Hi
I'm importing a large collection of json files, the problem is that they are not what I would expect a well-formatted json file to be (although probably still valid), each file consists of only a single record that looks something like this (this is just an abstraction)
[{"name":"myName","Surname":"MySurname"},[{"address":"1","Type":"Home"},{"address":"2","Type":"Home"}],[{"Tel":"1"},{"Tel":"2"}]]
I would ideally like to import it using the standard json read option bus can't figure out how to structure the schema.
My first approach involved creating a UDF that imported the record as a string and returned a new properly formatted object
def structure(object):
structure = {}
structure["name"] = object[0]["name"]
structure["Surname"] = object[0]["Surname"]
structure["addresses"] = []
structure["telephones"] = []
for address in object[1]:
structure["addresses"].append({"address": address["address"],"Type": address["Type"]})
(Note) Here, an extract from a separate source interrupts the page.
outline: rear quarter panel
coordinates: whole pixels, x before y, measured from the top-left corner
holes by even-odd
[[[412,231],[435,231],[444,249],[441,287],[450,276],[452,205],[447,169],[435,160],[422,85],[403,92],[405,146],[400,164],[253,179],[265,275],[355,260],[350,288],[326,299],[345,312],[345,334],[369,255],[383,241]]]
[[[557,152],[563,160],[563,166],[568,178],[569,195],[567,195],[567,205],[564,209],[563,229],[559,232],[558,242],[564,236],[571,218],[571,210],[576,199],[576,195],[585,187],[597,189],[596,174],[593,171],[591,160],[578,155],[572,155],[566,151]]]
for telephones in object[2]:
structure["telephones"].append({"Tel": telephones["Tel"]})
return structure
This works but it will be slower and less intuitive.
using a schema like this "works" but the elements in the ID'd come back as null
mySchema = StructType([
StructField("Name", StringType(), True),
StructField("Surname", StringType(), True),
StrutType(StructField("IDs",
StructType([StructField("ID", StringType(), True)])
)
)
])